We stare at the credits, each pondering with no small amount of concern what could possibly happen next.

 

Episode 6, March 21, 2020

The bar is serving Old Fashioneds.

“Are you ready?”

We head to the couch, where I cross the chasm to his side. “I’m ready.”

It wasn’t how we expected the final episode to go, after all the blows, cruelty, and blackness, for Marianne and Johan to find redemption in each other. They have come to form a deep, tender, passionate love for each other, honest in a way they had never been before. Unmasked. They are both married to other people now, but still sneak away once or twice a year and maintain an affair. They find in each other a comfort that comes from going through everything they’ve gone through together, I suppose, it’s hard for me to remain unbiased, to want their relationship to continue.
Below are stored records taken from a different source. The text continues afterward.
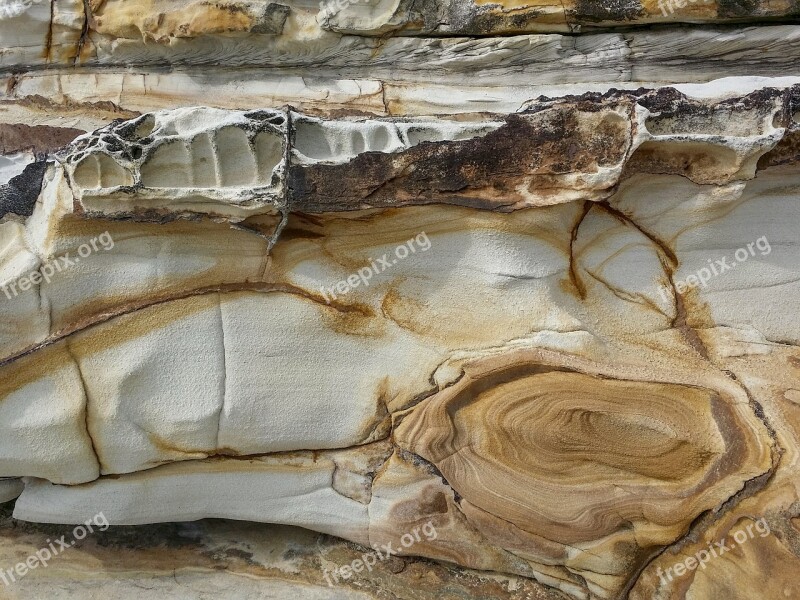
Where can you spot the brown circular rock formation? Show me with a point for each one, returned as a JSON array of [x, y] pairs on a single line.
[[570, 458]]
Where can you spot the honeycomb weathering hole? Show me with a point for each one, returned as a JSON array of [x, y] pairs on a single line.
[[547, 449]]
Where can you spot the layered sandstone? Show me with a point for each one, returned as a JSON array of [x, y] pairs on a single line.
[[338, 282]]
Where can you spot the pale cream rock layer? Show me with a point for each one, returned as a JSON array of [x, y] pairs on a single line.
[[543, 313]]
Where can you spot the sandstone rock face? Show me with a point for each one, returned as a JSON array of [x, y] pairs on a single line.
[[509, 287]]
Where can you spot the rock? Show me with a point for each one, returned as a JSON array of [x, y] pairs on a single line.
[[507, 288]]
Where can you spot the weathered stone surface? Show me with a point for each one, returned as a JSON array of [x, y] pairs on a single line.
[[517, 282]]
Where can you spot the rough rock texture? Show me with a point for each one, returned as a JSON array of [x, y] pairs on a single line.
[[526, 273]]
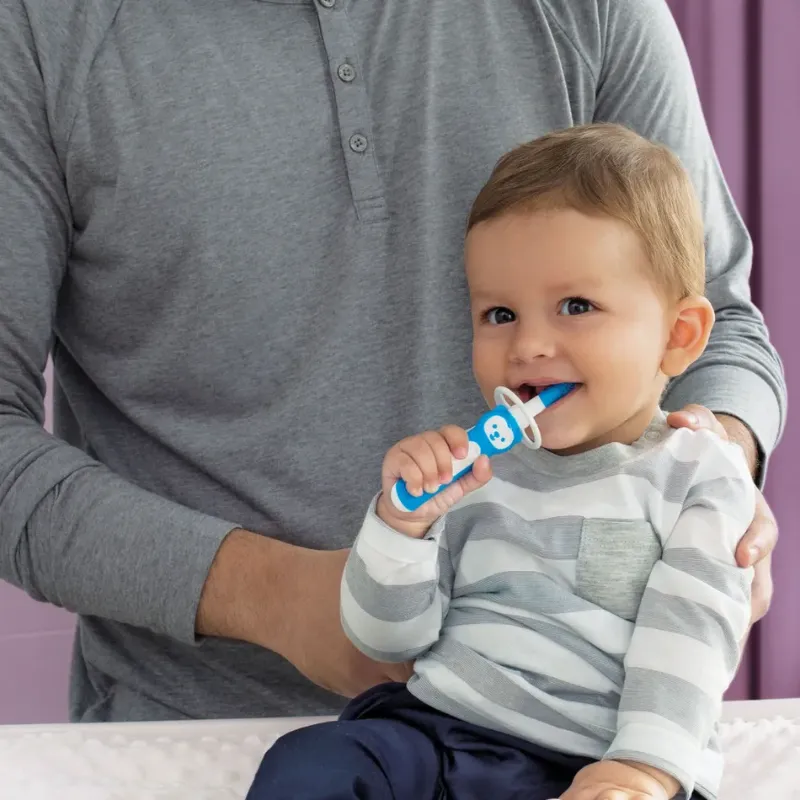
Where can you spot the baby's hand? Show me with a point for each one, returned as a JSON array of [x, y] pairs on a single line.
[[424, 462], [617, 780]]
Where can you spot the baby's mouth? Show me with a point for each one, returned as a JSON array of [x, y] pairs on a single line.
[[527, 391]]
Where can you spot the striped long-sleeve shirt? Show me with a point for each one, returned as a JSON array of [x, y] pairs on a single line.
[[589, 603]]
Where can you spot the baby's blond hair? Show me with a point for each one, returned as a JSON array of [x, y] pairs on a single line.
[[604, 168]]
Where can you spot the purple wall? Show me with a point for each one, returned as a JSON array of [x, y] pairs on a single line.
[[747, 62], [35, 646]]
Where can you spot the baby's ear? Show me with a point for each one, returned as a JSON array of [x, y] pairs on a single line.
[[692, 321]]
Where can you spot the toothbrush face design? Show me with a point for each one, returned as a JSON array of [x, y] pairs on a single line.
[[497, 431]]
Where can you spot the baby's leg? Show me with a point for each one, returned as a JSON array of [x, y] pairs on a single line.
[[369, 759]]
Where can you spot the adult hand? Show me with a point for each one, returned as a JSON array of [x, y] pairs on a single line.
[[756, 546], [286, 599]]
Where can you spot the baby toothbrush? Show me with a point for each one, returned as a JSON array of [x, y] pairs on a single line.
[[497, 431]]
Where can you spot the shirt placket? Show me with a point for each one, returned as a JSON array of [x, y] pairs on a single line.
[[353, 110]]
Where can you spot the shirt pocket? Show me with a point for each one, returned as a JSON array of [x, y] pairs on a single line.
[[615, 559]]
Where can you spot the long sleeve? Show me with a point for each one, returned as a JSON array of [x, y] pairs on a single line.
[[71, 532], [646, 83], [685, 646], [394, 594]]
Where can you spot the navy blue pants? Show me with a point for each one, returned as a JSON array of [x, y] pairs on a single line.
[[387, 745]]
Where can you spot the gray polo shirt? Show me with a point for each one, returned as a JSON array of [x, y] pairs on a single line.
[[239, 226]]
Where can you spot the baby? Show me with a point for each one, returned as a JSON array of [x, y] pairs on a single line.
[[574, 612]]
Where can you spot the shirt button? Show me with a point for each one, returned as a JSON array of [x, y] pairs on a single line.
[[346, 72], [358, 143]]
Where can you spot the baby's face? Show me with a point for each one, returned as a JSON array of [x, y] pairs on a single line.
[[560, 296]]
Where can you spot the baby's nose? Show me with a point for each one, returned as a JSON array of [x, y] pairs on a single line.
[[533, 342]]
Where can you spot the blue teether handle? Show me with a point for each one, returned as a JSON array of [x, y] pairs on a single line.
[[495, 432]]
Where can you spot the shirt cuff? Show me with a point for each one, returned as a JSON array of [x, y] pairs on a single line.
[[380, 538], [737, 392]]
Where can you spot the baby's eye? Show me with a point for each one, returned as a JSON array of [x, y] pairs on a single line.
[[573, 306], [499, 316]]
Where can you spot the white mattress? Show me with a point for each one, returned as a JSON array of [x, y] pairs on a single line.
[[217, 760]]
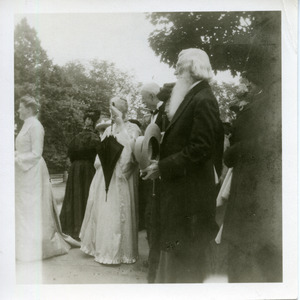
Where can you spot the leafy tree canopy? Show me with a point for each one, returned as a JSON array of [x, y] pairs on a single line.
[[227, 37]]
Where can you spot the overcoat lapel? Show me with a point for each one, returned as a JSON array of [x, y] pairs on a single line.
[[187, 99]]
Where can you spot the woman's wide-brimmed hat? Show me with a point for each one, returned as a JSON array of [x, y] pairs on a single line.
[[94, 114], [147, 146]]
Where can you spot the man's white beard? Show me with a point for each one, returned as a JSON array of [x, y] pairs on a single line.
[[179, 91]]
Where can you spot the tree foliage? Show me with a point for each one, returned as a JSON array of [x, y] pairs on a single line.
[[66, 92], [227, 37]]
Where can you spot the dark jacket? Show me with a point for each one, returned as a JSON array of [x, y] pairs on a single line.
[[191, 147]]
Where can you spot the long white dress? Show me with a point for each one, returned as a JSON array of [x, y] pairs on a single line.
[[109, 229], [38, 234]]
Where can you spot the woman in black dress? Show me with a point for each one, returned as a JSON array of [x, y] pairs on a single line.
[[82, 153]]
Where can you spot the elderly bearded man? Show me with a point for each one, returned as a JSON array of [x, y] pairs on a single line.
[[189, 166]]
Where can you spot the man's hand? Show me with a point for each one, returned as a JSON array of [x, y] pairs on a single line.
[[152, 171]]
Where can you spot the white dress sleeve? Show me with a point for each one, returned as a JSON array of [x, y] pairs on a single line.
[[28, 159]]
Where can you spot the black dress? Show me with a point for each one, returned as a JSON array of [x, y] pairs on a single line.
[[82, 153]]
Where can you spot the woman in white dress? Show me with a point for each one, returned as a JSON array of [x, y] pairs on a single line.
[[38, 234], [109, 230]]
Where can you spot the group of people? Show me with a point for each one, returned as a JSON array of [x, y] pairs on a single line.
[[100, 210]]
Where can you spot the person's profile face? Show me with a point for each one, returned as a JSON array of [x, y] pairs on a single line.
[[24, 112]]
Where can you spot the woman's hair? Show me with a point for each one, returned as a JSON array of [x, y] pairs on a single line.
[[121, 104], [31, 102], [196, 61]]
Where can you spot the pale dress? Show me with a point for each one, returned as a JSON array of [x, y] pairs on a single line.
[[38, 234], [109, 230]]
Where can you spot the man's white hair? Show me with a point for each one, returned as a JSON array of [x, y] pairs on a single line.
[[196, 61], [151, 88]]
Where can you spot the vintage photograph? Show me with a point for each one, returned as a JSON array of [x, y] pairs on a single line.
[[148, 148]]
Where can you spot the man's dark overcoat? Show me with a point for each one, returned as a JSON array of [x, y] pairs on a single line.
[[191, 147]]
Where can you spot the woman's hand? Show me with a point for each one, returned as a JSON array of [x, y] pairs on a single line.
[[151, 172]]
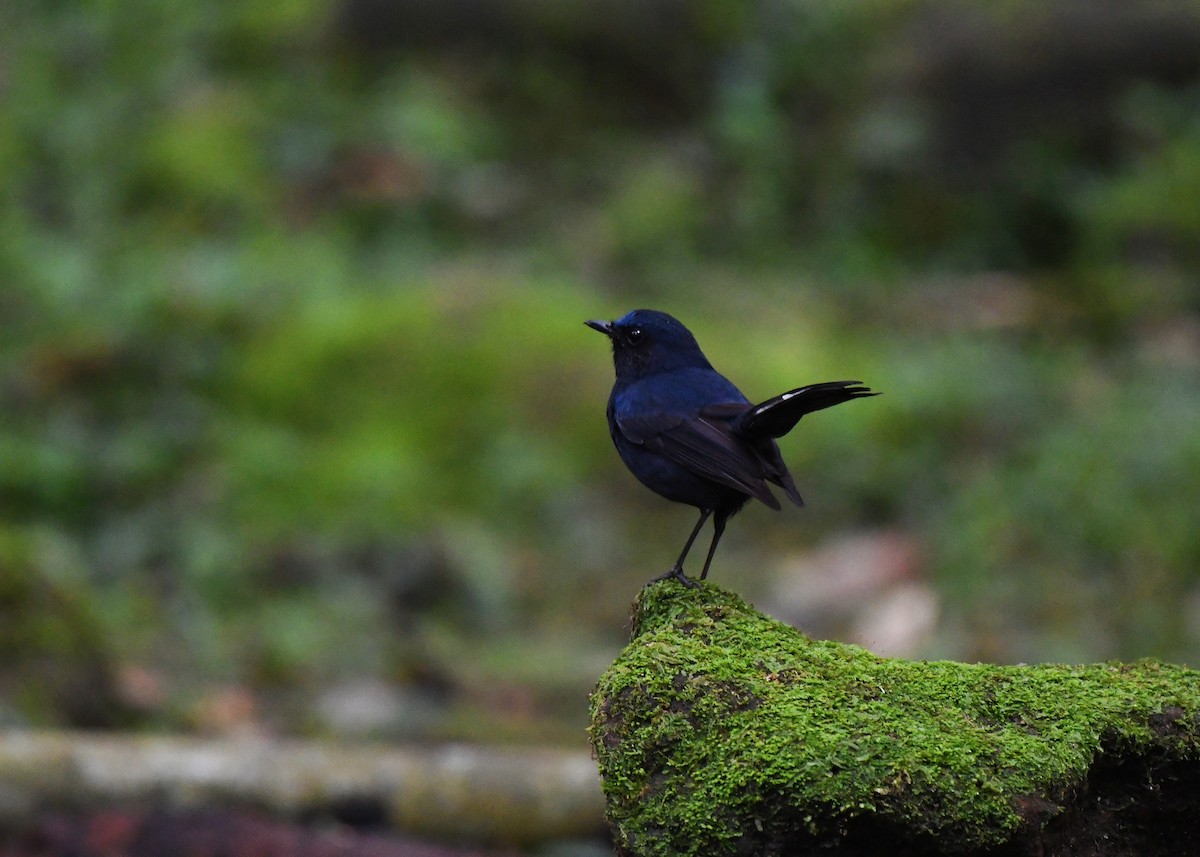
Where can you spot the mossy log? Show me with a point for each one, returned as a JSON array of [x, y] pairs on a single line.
[[721, 731]]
I’ve seen their innards and guts, watched their shit spill out all over the floor. The smell doesn’t go away, but then I remind myself that I am not Johan and he is not Marianne and we are not them. So, I will form some sort of generalization to wrap things up, and I suppose honesty is much of what it came down to. Marianne has the confidence to express herself now, and he has grown relaxed and less serious with himself. They are real with each other. For the first time in their relationship they enjoy sex. I should have more to say about it but enough is enough.

There are over ten thousand COVID cases in New York City as of March 21. We have been sheltering in place for five days. I will always identify these first days of our solitude with Bergman. The beginning of an endurance test that will, honestly, go on to feel not much different than our normal life, which is also an endurance test. How long can we go on living like this?